Während Graciana den Mann ignorierte und Leander Lost sich keinen Reim auf diese Geste machen konnte, verfinsterte sich die Miene von Carlos. »Filho da puta!«, brüllte er Faria hinterher. Aufgebracht wandte er sich an seine Kollegin: »Hast du das gesehen?«
Graciana nickte ruhig: »Klar. In spätestens dreißig Minuten ist der Artikel über den Leichenfund auf Correio da Manhã online.«
»Wenn ich den das nächste Mal an einem Tatort erwische …«
»Das Problem ist, er ist immer vorher da«, wandte Graciana ein. »Und noch ist es kein Tatort, hm?«
Carlos nickte widerwillig. Und bemerkte einen Blick in seinem Nacken. Er wandte sich um – tatsächlich betrachtete der Alemão ihn aufmerksam.
»Das war Senhor Faria von einer Tageszeitung?«
»Ganz recht.«
»Und wie alt ist er? Er sieht aus wie ungefähr vierzig.«
»Gut geschätzt«, rief Graciana anerkennend.
»Ja. Warum fragen Sie?«, fügte Carlos hinzu.
Der Deutsche überlegte, ein Runzeln bildete sich auf seiner faltenlosen Stirn.

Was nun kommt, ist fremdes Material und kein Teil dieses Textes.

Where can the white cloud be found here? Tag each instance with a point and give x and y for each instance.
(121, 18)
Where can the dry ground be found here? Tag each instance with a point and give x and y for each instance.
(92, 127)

»Und seine Mutter arbeitet immer noch in dem Gewerbe?«
Die beiden Portugiesen kniffen die Augen zusammen und musterten ihn, um herauszufinden, ob dies eine Art Scherz war. Ein Paradebeispiel für den seltsamen deutschen Humor etwa.
War es nicht.
»Wir nutzen das als … ähm … Schimpfwort.«
Das Stirnrunzeln verflüchtigte sich.
»Ah, ich verstehe.«
»Ja, ich … hatte kurz vergessen, dass Sie Portugiesisch schon sehr gut beherrschen. Senhor Faria arbeitet für eine Boulevardzeitung. Wenn er könnte, würde er einen Mord eher fotografieren als verhindern. Wenn man ihn einen Aasgeier nennen würde, würde man damit diese Vogelart beleidigen.«
Jetzt schmunzelte der Deutsche.
Teresa drosselte die Geschwindigkeit, der Bug senkte sich etwas ab und der Außenbordmotor ging in ein Tuckern über. Die vorgelagerte Insel war nahezu menschenleer und nur in ihrer Mitte von kräftigen Dünengräsern bewachsen.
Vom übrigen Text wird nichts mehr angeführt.